Promocja czy nabijanie w butelkę? Sprawdzamy gazetki z marketów
"Promocja", "okazja", "nowość" - to słowa klucze, które uruchamiają w ludzkim mózgu zakupowe potrzeby. Wiele takich "promocji" to nabijanie klientów w butelkę, bo rzekomo przecenione produkty wcześniej wystawiono za zawyżoną kwotę. - Wszyscy się na to nabierają - mówią eksperci.
05.11.2018 | aktual.: 06.11.2018 09:32
Gazetka promocyjna marketu Kaufland z 2 listopada. Oferta specjalna - elektronarzędzia w wyjątkowo korzystnych cenach. Wkrętarka - 29 proc. taniej. Szlifierka kątowa - 45 proc. taniej. Z podanymi cenami jest jednak coś nie tak.
Wkrętarka akumulatorowa znanej firmy. Według gazetki kosztowała prawie 480 złotych. W ramach "promocji" możemy ją kupić za 339 zł. Latarka gratis.
Identyczna wkrętarka (bez latarki gratis) w innych sklepach kosztuje ok. 380 - 350 złotych.
Podobnie jest w przypadku innych narzędzi.

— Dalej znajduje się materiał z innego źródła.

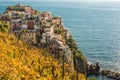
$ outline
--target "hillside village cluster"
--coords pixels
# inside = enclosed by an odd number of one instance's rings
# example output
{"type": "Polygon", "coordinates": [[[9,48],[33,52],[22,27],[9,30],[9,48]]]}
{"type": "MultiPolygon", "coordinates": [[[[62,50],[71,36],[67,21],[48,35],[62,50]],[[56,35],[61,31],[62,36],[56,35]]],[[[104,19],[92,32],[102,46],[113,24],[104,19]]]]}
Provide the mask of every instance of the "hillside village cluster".
{"type": "Polygon", "coordinates": [[[17,4],[7,7],[5,12],[0,14],[0,21],[8,24],[9,32],[19,40],[45,48],[57,59],[64,54],[65,60],[72,63],[71,50],[65,42],[65,39],[69,38],[69,31],[62,25],[61,17],[17,4]]]}

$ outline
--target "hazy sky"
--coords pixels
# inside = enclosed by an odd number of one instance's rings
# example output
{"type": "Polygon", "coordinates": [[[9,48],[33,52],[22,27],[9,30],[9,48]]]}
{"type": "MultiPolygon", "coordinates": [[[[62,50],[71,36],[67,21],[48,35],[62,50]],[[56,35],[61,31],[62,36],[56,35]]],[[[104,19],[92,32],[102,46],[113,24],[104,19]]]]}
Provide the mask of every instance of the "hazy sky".
{"type": "MultiPolygon", "coordinates": [[[[0,0],[0,1],[10,1],[10,0],[0,0]]],[[[17,1],[17,0],[11,0],[11,1],[17,1]]],[[[18,0],[18,1],[87,1],[87,2],[99,2],[99,1],[120,1],[120,0],[18,0]]]]}

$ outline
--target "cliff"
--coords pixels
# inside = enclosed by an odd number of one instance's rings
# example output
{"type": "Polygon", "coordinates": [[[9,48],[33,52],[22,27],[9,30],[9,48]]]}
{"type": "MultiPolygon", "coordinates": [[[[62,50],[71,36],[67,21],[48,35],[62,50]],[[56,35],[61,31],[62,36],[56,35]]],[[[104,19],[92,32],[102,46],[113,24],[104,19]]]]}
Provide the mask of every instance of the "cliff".
{"type": "Polygon", "coordinates": [[[61,17],[21,5],[0,17],[0,79],[86,79],[86,58],[61,17]]]}

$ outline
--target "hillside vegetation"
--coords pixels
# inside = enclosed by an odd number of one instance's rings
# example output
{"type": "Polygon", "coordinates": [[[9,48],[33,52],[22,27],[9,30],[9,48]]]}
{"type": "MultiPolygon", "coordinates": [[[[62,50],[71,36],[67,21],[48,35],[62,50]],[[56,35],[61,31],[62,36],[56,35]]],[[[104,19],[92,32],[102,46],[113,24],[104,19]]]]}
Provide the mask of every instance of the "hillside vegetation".
{"type": "MultiPolygon", "coordinates": [[[[0,32],[0,80],[75,80],[76,73],[70,70],[65,64],[63,76],[61,61],[12,34],[0,32]]],[[[85,80],[85,76],[79,74],[79,79],[85,80]]]]}

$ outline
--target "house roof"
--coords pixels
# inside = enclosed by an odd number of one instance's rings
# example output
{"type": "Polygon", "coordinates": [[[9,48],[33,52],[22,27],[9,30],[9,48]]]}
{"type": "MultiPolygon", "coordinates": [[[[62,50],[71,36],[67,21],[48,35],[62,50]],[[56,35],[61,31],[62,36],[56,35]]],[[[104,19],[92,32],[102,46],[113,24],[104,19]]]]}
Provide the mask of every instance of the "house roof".
{"type": "Polygon", "coordinates": [[[11,22],[15,22],[15,23],[20,22],[20,21],[21,19],[11,19],[11,22]]]}

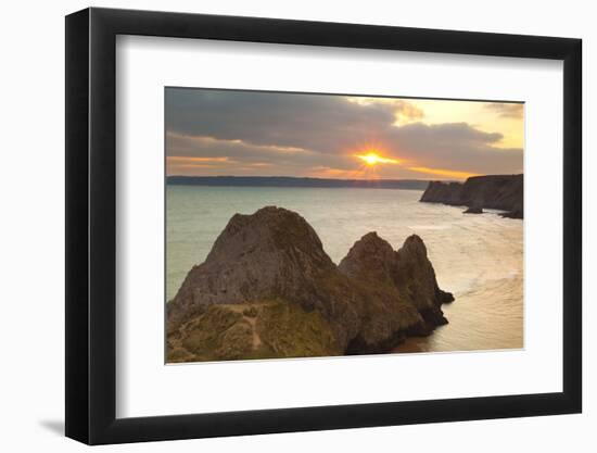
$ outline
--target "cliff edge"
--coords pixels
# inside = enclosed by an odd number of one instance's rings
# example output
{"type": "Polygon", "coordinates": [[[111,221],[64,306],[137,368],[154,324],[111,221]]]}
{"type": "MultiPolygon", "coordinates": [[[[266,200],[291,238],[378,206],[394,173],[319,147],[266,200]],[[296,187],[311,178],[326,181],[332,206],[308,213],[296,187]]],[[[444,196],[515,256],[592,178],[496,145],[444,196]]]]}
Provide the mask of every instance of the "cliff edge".
{"type": "Polygon", "coordinates": [[[523,218],[523,175],[473,176],[461,183],[431,181],[420,201],[506,211],[505,217],[523,218]]]}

Młot udarowy, według materiałów promocyjnych sklepu, przeceniono z 499 na 349 złotych. Cena w innych sklepach - 340 - 380 złotych.
Mała elekryczna wkrętarka, przeceniona z 389 na 249 złotych kosztuje w innych sklepach ok. 270 zł.

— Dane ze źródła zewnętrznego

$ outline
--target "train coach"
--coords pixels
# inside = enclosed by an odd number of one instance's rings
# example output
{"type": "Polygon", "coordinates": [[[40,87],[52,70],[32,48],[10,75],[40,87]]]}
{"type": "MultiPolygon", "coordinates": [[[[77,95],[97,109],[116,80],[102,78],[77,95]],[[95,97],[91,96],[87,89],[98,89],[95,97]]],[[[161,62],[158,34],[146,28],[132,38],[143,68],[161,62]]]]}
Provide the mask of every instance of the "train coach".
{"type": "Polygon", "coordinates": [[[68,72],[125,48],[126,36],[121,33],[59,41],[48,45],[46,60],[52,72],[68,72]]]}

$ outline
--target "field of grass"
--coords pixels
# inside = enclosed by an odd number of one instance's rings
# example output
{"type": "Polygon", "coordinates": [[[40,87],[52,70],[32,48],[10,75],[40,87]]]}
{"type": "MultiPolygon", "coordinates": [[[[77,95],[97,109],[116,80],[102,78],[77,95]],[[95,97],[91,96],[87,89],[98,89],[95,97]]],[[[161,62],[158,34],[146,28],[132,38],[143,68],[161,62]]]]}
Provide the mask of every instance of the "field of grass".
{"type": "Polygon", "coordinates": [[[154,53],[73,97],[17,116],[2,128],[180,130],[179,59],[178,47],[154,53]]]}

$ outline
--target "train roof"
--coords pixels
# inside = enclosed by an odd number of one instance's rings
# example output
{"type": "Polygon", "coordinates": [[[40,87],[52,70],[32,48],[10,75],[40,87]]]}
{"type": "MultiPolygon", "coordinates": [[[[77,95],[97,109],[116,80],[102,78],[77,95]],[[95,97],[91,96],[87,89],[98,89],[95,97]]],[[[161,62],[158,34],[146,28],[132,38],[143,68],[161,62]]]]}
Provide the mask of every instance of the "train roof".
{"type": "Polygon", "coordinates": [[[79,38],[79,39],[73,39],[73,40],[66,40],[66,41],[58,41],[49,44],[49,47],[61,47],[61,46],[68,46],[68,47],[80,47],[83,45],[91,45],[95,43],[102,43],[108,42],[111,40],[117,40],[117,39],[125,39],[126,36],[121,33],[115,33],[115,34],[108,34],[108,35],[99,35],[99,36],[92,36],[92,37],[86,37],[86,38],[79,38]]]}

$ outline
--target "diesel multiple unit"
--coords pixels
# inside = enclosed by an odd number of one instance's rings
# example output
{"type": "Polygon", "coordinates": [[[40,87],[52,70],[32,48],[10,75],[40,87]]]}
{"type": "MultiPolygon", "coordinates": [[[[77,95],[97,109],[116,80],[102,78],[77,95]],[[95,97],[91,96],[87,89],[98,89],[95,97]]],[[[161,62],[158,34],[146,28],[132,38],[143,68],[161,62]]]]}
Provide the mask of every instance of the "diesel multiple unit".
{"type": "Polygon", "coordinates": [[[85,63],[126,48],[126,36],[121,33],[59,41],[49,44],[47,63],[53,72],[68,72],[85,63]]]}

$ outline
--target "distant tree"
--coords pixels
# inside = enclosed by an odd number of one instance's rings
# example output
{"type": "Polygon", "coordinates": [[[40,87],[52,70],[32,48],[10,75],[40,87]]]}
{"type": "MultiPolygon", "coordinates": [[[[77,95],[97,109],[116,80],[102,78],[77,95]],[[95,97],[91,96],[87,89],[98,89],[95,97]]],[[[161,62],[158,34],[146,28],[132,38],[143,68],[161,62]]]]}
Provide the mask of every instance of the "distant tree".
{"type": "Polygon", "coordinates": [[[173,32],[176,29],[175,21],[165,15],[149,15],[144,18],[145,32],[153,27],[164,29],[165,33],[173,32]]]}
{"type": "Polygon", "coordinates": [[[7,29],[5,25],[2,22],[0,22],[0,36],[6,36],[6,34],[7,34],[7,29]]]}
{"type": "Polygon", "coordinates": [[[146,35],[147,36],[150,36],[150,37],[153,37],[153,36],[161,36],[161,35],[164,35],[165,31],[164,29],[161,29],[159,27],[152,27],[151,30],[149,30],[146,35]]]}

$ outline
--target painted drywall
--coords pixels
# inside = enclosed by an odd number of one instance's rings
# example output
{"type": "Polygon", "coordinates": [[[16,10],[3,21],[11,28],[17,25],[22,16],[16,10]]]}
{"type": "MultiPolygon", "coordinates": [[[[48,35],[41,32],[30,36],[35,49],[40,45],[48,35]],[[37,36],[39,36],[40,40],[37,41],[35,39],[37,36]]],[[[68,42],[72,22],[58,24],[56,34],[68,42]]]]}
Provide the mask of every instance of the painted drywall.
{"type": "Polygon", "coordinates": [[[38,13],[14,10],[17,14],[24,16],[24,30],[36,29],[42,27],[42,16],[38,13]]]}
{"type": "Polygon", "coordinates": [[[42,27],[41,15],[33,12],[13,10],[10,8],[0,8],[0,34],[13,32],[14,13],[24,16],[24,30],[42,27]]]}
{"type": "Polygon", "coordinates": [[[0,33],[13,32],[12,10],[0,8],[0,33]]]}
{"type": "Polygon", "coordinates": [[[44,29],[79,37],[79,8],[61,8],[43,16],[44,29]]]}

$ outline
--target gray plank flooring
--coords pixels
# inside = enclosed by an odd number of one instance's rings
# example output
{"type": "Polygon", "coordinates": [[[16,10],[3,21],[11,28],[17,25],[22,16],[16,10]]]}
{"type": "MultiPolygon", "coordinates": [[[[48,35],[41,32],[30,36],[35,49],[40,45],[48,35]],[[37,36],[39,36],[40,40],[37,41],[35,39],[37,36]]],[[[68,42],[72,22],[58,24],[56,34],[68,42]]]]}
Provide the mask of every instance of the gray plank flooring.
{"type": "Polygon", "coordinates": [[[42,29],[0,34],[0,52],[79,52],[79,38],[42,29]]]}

- Takie fikcyjne "promocje", czyli zawyżanie cen towarów a następnie "obniżka" do ceny rynkowej, to zjawisko powszechne - mówi dr Monika Skorek z Katedry Marketingu Uniwersytetu Warszawskiego. - Nie jest to działanie nielegalne, ale z punktu widzenia etyki nie powinno się go stosować. Niestety, jest powszechne. Nie tylko w przypadku narzędzi, ale również produktów spożywczych czy suplementów diety. Apteki stosują takie "promocje" nagminnie.

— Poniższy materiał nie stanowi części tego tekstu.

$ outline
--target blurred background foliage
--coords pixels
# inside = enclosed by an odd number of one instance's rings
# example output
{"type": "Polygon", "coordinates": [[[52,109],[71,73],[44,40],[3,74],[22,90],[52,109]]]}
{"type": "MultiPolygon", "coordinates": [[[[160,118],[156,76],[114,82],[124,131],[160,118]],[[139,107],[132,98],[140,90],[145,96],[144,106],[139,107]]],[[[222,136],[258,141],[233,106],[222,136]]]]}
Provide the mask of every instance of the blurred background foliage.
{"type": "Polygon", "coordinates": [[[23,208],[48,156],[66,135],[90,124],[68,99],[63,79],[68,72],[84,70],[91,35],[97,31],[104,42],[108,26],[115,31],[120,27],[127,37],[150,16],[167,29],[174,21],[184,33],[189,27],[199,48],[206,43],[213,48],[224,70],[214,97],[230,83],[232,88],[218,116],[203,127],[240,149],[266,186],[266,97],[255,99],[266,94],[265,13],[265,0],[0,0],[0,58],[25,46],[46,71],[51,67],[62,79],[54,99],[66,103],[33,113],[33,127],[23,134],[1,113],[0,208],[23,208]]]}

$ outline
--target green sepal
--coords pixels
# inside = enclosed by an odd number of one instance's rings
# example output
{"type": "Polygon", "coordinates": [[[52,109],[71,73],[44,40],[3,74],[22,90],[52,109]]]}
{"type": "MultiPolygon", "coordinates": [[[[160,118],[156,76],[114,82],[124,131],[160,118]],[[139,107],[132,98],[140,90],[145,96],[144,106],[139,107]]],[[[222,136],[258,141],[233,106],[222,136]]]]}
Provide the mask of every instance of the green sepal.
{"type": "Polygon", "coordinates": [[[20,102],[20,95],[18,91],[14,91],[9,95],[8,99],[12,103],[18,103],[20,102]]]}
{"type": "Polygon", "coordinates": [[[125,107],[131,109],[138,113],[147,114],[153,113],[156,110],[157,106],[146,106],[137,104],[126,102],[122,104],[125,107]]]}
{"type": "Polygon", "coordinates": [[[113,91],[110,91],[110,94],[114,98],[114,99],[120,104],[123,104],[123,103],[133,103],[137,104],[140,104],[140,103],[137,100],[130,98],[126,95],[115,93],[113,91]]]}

Sprawdzamy zatem gazetkę sieci aptek Super-Pharm. Podwójne opakowanie proszku na regulację pracy jelit według materiałów reklamowych przeceniono z 69 na 49 złotych. W innych sklepach, takie samo opakowanie, tego samego produktu, dostaniemy za 37 złotych. Bez żadnej "promocji".
Pudełko preparatu z magnezem, jak informuje apteka, przeceniono z 14,99 na 5,99 zł. W innych sklepach cena tego samego produktu to od 4 do 7 złotych.
Największym promocyjnym rekordzistą jest suplement diety na potencję. Jak informuje gazetka, cena bazowa 30 tabletek to 67,99 zł. Okazyjna, promocyjna cena to 41,99 zł. Inne apteki, taki sam preparat, w takim samym opakowaniu, oferują za 19.99 do maksymalnie 30 złotych.
- To jest działanie psychologiczne. Takie słowa jak "promocja" czy "okazja" działają na nas bardzo mocno - mówi dr Monika Skorek. - Firmy stosują takie praktyki, bo są skuteczne, nawet jeśli etycznie wątpliwe.
Jak to możliwe, że w dobie powszechnego dostepu do informacji i porównywarek cenowych nadal dajemy się nabrać na takie pułapki?
- Nie ma ludzi odpornych - mówi dr Monika Skorek. - Łapią się na to wszyscy, łącznie ze specjalistami od reklamy, którzy doskonale znają te mechanizmy. Nie ma takiej możliwości, żeby sprawdzać cenę każdego produktu. A jak robimy zakupy na szybko, potrzebujemy jakiegoś produktu, to chętniej sięgniemy na półkę z napisem "promocja" nawet się nad tym nie zastanawiając.
O komentarz w sprawie sztucznych promocji poprosiliśmy biuro prasowe sieci Kaufland i Super-Pharm. Na odpowiedź czekamy.